Tabel 2. Perbandingan faktor pembelajaran
Aplikasi CBL di Fakultas Kedokteran Universitas Udayana
Fakultas Kedokteran Udayana juga mengadopsi CBL dalam kurikulumnya.
Total sebanyak tiga kali, mahasiswa akan menerima pembelajaran melalui
komunitas, yaitu saat menempuh jenjang sarjana, jenjang kepanitraan klinik dan
saat mengikuti program praktek pra dokter. Pada saat jenjang sarjana, terdapat 2
blok CBL pada kurikulum, yaitu Community Based Practice (CBP) dan Health
System Based Practise (HSBP). Masing-masing blok berlangsung selama 4 minggu
dan 3 minggu pada saat semester 2. Luaran yang ingin dicapai pada blok CBP
adalah mahasiswa berkompetensi dalam penggunakan praktik berbasis komunitas
untuk melakukan penelitian yang meningkatkan pencegahan penyakit di
masyarakat. Tujuan instruksional yang ingin dicapai adalah: menunjukkan
kemampuan untuk menerapkan prinsip-prinsip pencegahan kesehatan berdasarkan
risiko dan faktor penentu masalah kesehatan; menunjukkan kemampuan untuk
mencari, mengatur, dan menginterpretasikan informasi / data dari berbagai sumber
untuk membantu dalam diagnostik, terapi, dan kesehatan; menunjukkan
kemampuan untuk menerapkan metode untuk menentukan faktor risiko penyakit
dan efektivitas intervensi / pengobatan / pencegahan penyakit; dan menganalisis
dan menginterpretasikan data skrining penyakit di masyarakat. Blok CBP memang
terkesan berfokus pada bagaimana cara untuk membuat penelitian berdasarkan
masalah yang ditemukan di masyarakat. Beberapa contoh learning objective yang
ingin dicapai antara lain: dapat menjelaskan definisi, persyaratan, jenis, dan aplikasi
surveillance; dapat menjelaskan desain epidemiologi, misalnya: cross-section,
case-control, dan cohort, untuk menentukan faktor risiko penyakit dan dapat
menjelaskan penerapan uji klinis untuk menentukan efektivitas intervensi,
pencegahan, dan pengobatan penyakit. Meskipun blok ini bernama Community
Based Practice, namun dalam mahasiswa tidak langsung terjun ke komunitas,
mahasiswa terlebih dahulu diajarkan bagaimana cara menggali permasalahan yang
terjadi di masyarakat dan bagaimana cara menuangkannya dalam penelitian.

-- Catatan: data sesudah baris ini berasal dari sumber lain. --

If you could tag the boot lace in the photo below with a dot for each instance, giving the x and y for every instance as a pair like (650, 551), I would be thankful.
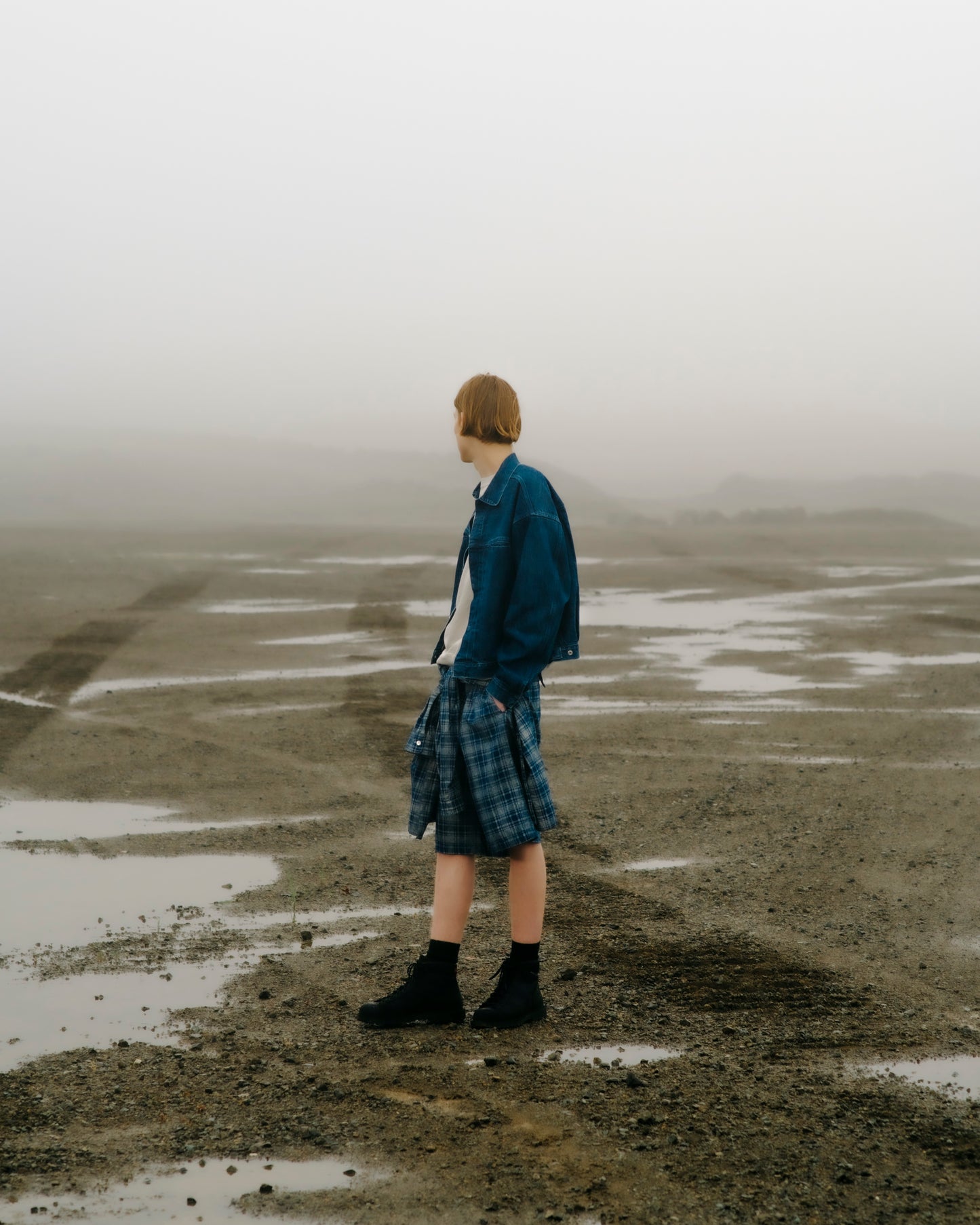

Blok kedua yaitu blok HSBP memiliki tujuan untuk memahami tata kelola
pelayanan kesehatan dalam sistem kesehatan primer merupakan kompetensi yang
harus dicapai mahasiswa pada blok ini. Tujuan instruksionalnya antara lain:
menunjukkan kemampuan untuk memberikan layanan kesehatan sesuai dengan
sistem kesehatan Negara; menunjukkan kemampuan untuk menerapkan konsep
manajemen untuk menyediakan pelayanan kesehatan di tingkat dasar; dan
menerapkan pendekatan pengobatan keluarga di pelayanan kesehatan primer.
Beberapa learning objective yang ingin dicapai yaitu mampu menjelaskan
pentingnya penerapan sistem pelayanan kesehatan sebagai solusi masalah
kesehatan; mampu menjelaskan subsistem di Sistem Kesehatan Nasional (SKN)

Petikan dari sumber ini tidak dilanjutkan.